The authors ponder whether the current focus on genomics is crowding out other, potentially better, ways of reducing the health inequalities that are so prevalent in our society.  They warn that genomic data can help to prop up discredited notions of race, and treating various social behaviors as genetic.

The report outlines a number of ways in which genomics can perpetuate inequality:

• Genomics is crowding out ways of reducing health inequity.
• Despite mountains of data emphasizing the social and political nature of health disparities, the new focus racial difference in genomics has resulted in a shift from environmental causes to genetic causes.
• Health disparities quickly become imagined to be the result of DNA differences, as opposed to the intergenerational health effects of societal racism.
• Instead of measuring the environment and social conditions in meaningful ways, such as by studying how racial discrimination affects biology, genomics research reinforces the notion that race is determined by our genes.
• Genomic knowledge will likely go toward helping privileged people make their lives a little bit longer or a little bit better.

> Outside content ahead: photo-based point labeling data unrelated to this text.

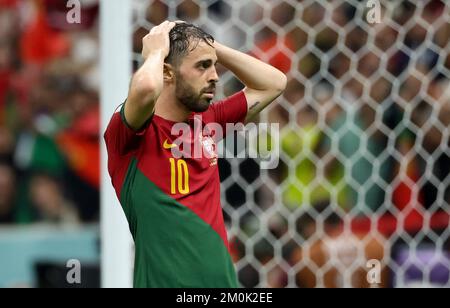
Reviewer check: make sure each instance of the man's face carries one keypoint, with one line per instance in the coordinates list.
(196, 78)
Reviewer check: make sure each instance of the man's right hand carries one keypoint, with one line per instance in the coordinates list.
(157, 40)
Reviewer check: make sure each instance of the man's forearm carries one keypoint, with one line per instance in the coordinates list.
(252, 72)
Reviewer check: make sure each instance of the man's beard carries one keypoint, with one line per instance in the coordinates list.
(193, 101)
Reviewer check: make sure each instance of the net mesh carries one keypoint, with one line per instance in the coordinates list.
(361, 194)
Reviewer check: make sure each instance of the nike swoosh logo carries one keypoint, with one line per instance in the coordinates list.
(168, 145)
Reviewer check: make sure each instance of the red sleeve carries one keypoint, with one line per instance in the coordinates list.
(120, 139)
(233, 109)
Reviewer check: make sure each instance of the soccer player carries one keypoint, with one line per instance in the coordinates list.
(173, 204)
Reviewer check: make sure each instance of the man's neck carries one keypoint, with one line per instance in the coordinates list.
(168, 107)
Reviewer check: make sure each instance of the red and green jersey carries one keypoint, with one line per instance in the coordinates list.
(173, 204)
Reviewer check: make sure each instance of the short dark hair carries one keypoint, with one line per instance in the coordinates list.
(185, 37)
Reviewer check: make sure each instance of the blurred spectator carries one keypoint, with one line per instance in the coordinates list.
(47, 198)
(7, 193)
(49, 118)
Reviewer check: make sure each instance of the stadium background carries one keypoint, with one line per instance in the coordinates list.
(364, 140)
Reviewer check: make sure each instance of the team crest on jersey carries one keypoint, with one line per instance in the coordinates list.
(209, 147)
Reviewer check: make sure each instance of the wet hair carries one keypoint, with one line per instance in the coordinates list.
(184, 38)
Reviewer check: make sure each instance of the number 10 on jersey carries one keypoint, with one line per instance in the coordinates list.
(179, 176)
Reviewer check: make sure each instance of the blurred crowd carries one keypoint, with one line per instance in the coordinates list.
(364, 123)
(49, 113)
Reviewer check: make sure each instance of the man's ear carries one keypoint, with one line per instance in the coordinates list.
(168, 72)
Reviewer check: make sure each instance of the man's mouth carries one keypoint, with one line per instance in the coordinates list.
(209, 92)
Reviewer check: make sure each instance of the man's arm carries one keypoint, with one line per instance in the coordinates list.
(263, 83)
(147, 83)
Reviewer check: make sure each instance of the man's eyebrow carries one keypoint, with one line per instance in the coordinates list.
(207, 61)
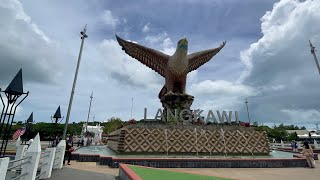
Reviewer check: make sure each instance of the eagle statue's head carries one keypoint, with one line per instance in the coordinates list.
(183, 45)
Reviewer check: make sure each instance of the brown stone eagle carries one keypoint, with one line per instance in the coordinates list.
(173, 68)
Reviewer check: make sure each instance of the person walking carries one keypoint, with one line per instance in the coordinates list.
(69, 149)
(308, 152)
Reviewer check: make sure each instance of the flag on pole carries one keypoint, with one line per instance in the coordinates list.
(19, 133)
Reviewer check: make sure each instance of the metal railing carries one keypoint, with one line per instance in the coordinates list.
(18, 177)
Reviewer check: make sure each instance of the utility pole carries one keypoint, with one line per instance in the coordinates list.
(89, 111)
(248, 110)
(83, 35)
(313, 52)
(131, 107)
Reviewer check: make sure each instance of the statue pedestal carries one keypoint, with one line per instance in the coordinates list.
(177, 101)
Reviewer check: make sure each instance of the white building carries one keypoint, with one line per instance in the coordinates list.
(97, 130)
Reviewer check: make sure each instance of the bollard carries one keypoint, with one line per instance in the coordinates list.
(34, 151)
(18, 142)
(21, 152)
(48, 160)
(282, 144)
(4, 162)
(59, 155)
(316, 145)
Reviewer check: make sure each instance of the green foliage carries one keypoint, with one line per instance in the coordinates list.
(159, 174)
(280, 133)
(47, 131)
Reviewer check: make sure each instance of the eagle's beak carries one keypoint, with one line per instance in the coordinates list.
(184, 41)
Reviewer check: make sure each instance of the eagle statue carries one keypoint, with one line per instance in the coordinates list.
(173, 68)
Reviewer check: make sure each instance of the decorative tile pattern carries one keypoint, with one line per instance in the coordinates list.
(153, 140)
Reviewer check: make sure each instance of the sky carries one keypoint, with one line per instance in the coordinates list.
(266, 59)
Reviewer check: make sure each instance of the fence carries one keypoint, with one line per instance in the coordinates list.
(30, 163)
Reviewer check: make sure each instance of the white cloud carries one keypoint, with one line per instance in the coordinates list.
(146, 28)
(156, 39)
(309, 116)
(286, 31)
(280, 65)
(109, 19)
(222, 88)
(24, 44)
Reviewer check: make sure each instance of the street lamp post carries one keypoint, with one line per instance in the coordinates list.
(89, 111)
(56, 118)
(248, 110)
(83, 35)
(12, 93)
(313, 52)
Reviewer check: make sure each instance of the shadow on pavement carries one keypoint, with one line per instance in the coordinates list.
(69, 173)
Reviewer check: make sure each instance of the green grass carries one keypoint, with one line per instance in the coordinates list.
(158, 174)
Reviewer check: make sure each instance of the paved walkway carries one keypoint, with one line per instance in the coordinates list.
(85, 171)
(92, 171)
(257, 173)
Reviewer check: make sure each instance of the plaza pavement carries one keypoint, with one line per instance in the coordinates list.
(90, 170)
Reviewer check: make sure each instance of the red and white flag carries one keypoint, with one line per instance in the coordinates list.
(19, 133)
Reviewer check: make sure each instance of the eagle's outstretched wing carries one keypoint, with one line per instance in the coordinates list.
(154, 59)
(199, 58)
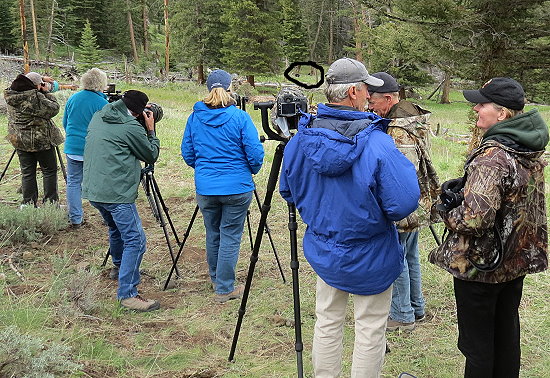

The report contains 10 essays covering key areas, such as medical anthropology, disability studies, social sciences, and philosophy.  Some of the highlights include Health for Whom? Bioethics and the Challenge of Justice for Genomic Medicine by Joel Michael Reynolds, Conceptualizing Race in the Genomic Age by Catherine Bliss, and Does Solidarity Require ”All of Us” to Participate in Genomics Research? by Carolyn P. Neuhaus.